"Don't buy their stuff" is exactly the right answer. You need to do your research before you buy big ticket items. It may not be true in every sector, but Deere has plenty of competition.
No, that's not the answer. It only applies to those people who have time and energy to spare to do that reasearch. I'm not talking just farming equipment, but ordinary items such as a vacuum cleaner or printer.
If you're low income, work 2 jobs, single parent, get home at 23:00 broken tired, want a meal but your fridge just broke down and everything is spoiled inside, you don't spend 2 more hours doing reasearch. You clean it, go to bed hungry, call repair in the morning (optional, if your hopes are high), and when they tell you it's not repairable, you get the first new fridge you can afford in a 10 min online search while on the bus/train/tram being late to work.
Self-repair is an average day on a farm.
A farmer that does not research equipment they about to purchase, especially before spending a small fortune, is a fool.
That's like saying you don't bother learning what illnesses your animals or crops may contract, and how to prevent/cure them, because you're not wealthy.
Buying a book and reading it, to the improve your abilities, is time well spent.
Most maintenance on a tractor is not major, and require basic skill and parts. It's the companies that don't want this, they want specialized technicians to come out to replace an oil filter.
I have a 30 year old vacuum cleaner, which I continue to maintain, which mostly amounts to stripping it once every 10 years and cleaning out all the filters that caked up with fine dust. Definitely cheaper to strip it myself one evening, than to pay someone to do it, or purchase a new one. It is like an hour of work for years of service.
It takes twenty minutes to figure out what other people are saying about a product. And even if you don't have time to do research, you develop a feeling for brands over time. I would never buy a lawn mower from Deere, not because this or that lawnmower is a known bad item, but because the company has had a bad reputation for decades.
A tractor can be almost a million dollar item now, and nobody spending a million dollars should be doing so without doing some research.
This 100%. I live rural and my water pump broke. No water means no showers, no dishwasher, no washing machine, and everyone in the family being uncomfortable. Realistically you get whatever the plumbing place has in stock and knows how to install - even if it's not technically the best one for the site.

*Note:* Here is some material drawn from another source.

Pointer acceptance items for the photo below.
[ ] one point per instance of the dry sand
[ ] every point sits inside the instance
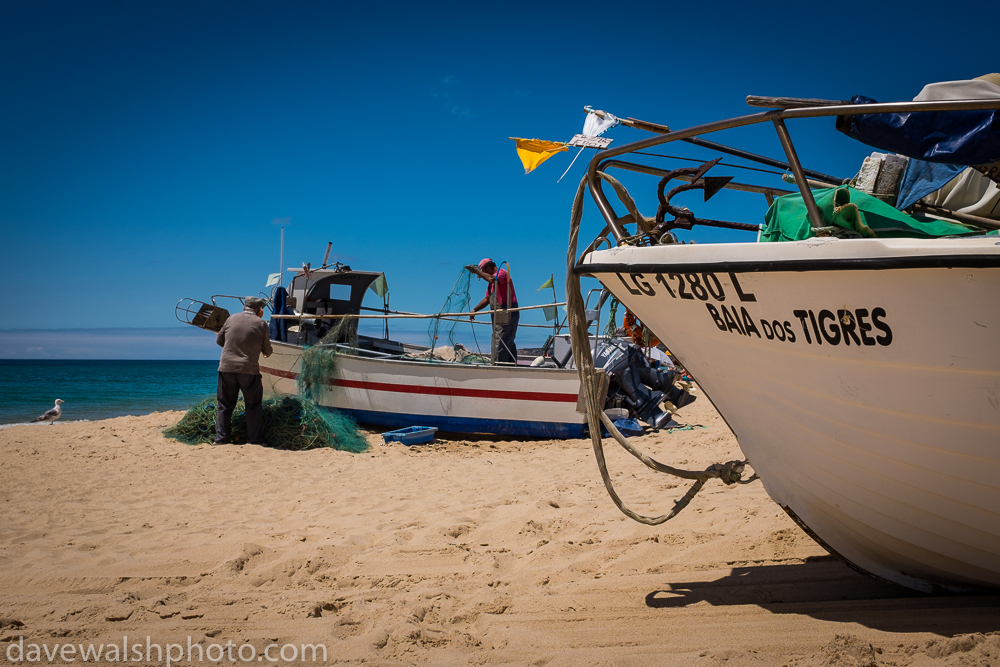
(456, 552)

Do you seriously expect other companies not following suit? People need lawnmowers, so this can quickly turn into the same situation we have with the inkjet printer market.
Nobody is saying you can't relate your experience with this equipment. What we're saying is consumer action is enough to solve this problem. It just takes some time.

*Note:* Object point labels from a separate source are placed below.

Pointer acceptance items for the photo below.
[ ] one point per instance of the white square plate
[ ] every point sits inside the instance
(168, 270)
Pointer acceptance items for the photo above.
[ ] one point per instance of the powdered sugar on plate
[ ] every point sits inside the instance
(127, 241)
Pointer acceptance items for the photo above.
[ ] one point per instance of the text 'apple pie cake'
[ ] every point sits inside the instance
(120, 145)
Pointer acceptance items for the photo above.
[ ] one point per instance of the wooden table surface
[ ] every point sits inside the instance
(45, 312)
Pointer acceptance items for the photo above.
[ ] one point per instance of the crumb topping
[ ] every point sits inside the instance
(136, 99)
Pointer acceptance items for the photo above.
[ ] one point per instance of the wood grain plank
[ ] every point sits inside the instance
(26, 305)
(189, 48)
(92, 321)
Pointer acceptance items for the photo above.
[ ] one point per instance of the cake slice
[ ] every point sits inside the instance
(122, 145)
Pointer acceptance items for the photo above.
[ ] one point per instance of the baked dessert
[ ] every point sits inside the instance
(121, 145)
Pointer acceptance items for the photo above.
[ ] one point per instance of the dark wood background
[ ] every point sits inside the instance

There's a certain type of customer that wants the dealer to handle parts and repair. But those guys aren't the lawn mower segment.
I have not been to a grocery store that sells "Deere-brand Large Ag Equipment"[0] - aka $200k-1M John Deere tractors/harvesters/combines - that are the subject of the settlement. Have you?

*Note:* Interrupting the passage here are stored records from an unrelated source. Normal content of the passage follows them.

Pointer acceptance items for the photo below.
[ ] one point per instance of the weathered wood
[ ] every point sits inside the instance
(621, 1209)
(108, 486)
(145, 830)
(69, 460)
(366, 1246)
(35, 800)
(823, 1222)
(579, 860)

You're posting in a thread discussing news of a legal outcome that showed that free market competition did not prevent anti-competitive practices and instead required legal/regulatory intervention to solve.
To say that these are "anti-competitive practices" is stretching the phrase beyond all meaning. If you don't like Deere's policies, you can always buy from Case IH or New Holland. There is plenty of competition in farm equipment.
Most can't "always" immediately replace an incredibly expensive business asset that is only retroactively discovered to have been sold under deceptive terms. The free market works well in many instances, but it needs checks to ensure that it remains truly free and not captured by fraudulent actors that harm consumers and society at large.